In [23]:
from sklearn.ensemble import RandomForestRegressor

import numpy as np
import matplotlib.pyplot as plt

from sklearn.model_selection import KFold
from sklearn.metrics import mean_absolute_error

from pprint import pprint
from IPython.display import clear_output

In [2]:
data_path = "/Users/oliverpaul/Data_Science/idiap/lucideles/data"
data = np.load(data_path + '/train.npy')

In [3]:
data_x, data_y = data[:,:-2].copy(), data[:,-2:].copy()

In [4]:
dummy = RandomForestRegressor()
print('Default parameters:\n')
pprint(dummy.get_params())

Default parameters:

{'bootstrap': True,
 'ccp_alpha': 0.0,
 'criterion': 'mse',
 'max_depth': None,
 'max_features': 'auto',
 'max_leaf_nodes': None,
 'max_samples': None,
 'min_impurity_decrease': 0.0,
 'min_impurity_split': None,
 'min_samples_leaf': 1,
 'min_samples_split': 2,
 'min_weight_fraction_leaf': 0.0,
 'n_estimators': 100,
 'n_jobs': None,
 'oob_score': False,
 'random_state': None,
 'verbose': 0,
 'warm_start': False}


In [6]:
#defining k-folds procedure 
kf = KFold(n_splits=5, random_state=None, shuffle=False)

In [15]:
benchmark = RandomForestRegressor(n_jobs=-1)
results=[]
for train_index, test_index in kf.split(data_x):
    X_train, X_test = data_x[train_index], data_x[test_index]
    Y_train, Y_test = data_y[train_index], data_y[test_index]

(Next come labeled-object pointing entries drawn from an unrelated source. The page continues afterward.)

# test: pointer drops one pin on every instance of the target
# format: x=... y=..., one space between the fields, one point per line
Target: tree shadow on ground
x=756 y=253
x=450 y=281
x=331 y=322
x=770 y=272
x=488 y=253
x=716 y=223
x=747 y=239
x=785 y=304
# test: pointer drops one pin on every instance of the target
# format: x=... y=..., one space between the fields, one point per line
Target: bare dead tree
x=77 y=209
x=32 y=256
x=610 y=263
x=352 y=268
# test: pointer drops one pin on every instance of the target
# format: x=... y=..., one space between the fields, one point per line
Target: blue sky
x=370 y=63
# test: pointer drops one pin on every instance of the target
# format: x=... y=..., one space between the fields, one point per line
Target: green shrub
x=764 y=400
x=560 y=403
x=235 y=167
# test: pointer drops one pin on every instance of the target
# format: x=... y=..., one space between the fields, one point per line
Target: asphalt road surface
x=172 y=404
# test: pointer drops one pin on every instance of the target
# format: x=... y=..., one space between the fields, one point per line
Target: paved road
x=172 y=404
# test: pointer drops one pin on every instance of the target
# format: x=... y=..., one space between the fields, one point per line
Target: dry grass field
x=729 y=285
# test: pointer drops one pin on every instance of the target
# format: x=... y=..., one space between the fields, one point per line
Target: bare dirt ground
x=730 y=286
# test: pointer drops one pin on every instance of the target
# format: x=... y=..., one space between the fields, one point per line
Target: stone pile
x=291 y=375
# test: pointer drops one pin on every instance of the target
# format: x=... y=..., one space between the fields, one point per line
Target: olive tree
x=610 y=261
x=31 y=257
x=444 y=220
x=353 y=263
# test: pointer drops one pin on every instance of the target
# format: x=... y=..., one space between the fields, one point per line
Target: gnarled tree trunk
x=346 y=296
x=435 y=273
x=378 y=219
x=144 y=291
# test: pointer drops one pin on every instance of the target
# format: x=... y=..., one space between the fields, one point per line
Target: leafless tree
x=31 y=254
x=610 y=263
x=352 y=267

    benchmark.fit(X_train, Y_train)
    preds = benchmark.predict(X_test)

    results.append(mean_absolute_error(Y_test, preds))
print("Benchmark (non-optimised RF) has MAE of: %.5f" % (np.mean(results)))

Benchmark (non-optimised RF) has MAE of: 0.02740


In [16]:
params = dummy.get_params()

By defult not defining max_depth grows pure trees, will leave this and tune for n_estimators (default is 100)

In [25]:
#gridsearch params for max_depth and n_estimators 
gridsearch_params = [n_estimators for n_estimators in range(50,1050, 50)]

params_cv = params.copy()
#setting to multithread
params_cv['n_jobs'] = -1

min_mae = float("Inf")
best_params = None

for n_estimators in gridsearch_params:
    print("CV with n_estimators = %i" % (n_estimators))
    # Update our parameters
    params_cv['n_estimators'] = n_estimators

    errors = []

    for train_index, test_index in kf.split(data_x):
        X_train, X_test = data_x[train_index], data_x[test_index]
        Y_train, Y_test = data_y[train_index], data_y[test_index]

        model_rf = RandomForestRegressor(**params_cv)
        model_rf.fit(X_train, Y_train)
        preds = model_rf.predict(X_test)

        errors.append(mean_absolute_error(Y_test, preds))
    
    mean_mae = np.mean(errors)
    print("\tMAE %.5f" % (mean_mae))
    if mean_mae < min_mae:
        min_mae = mean_mae
        best_params = n_estimators
        
params_cv['n_estimators'] = best_params
clear_output()
print("Best params: n_estimators: %i, MAE: %.5f" % (best_params, min_mae))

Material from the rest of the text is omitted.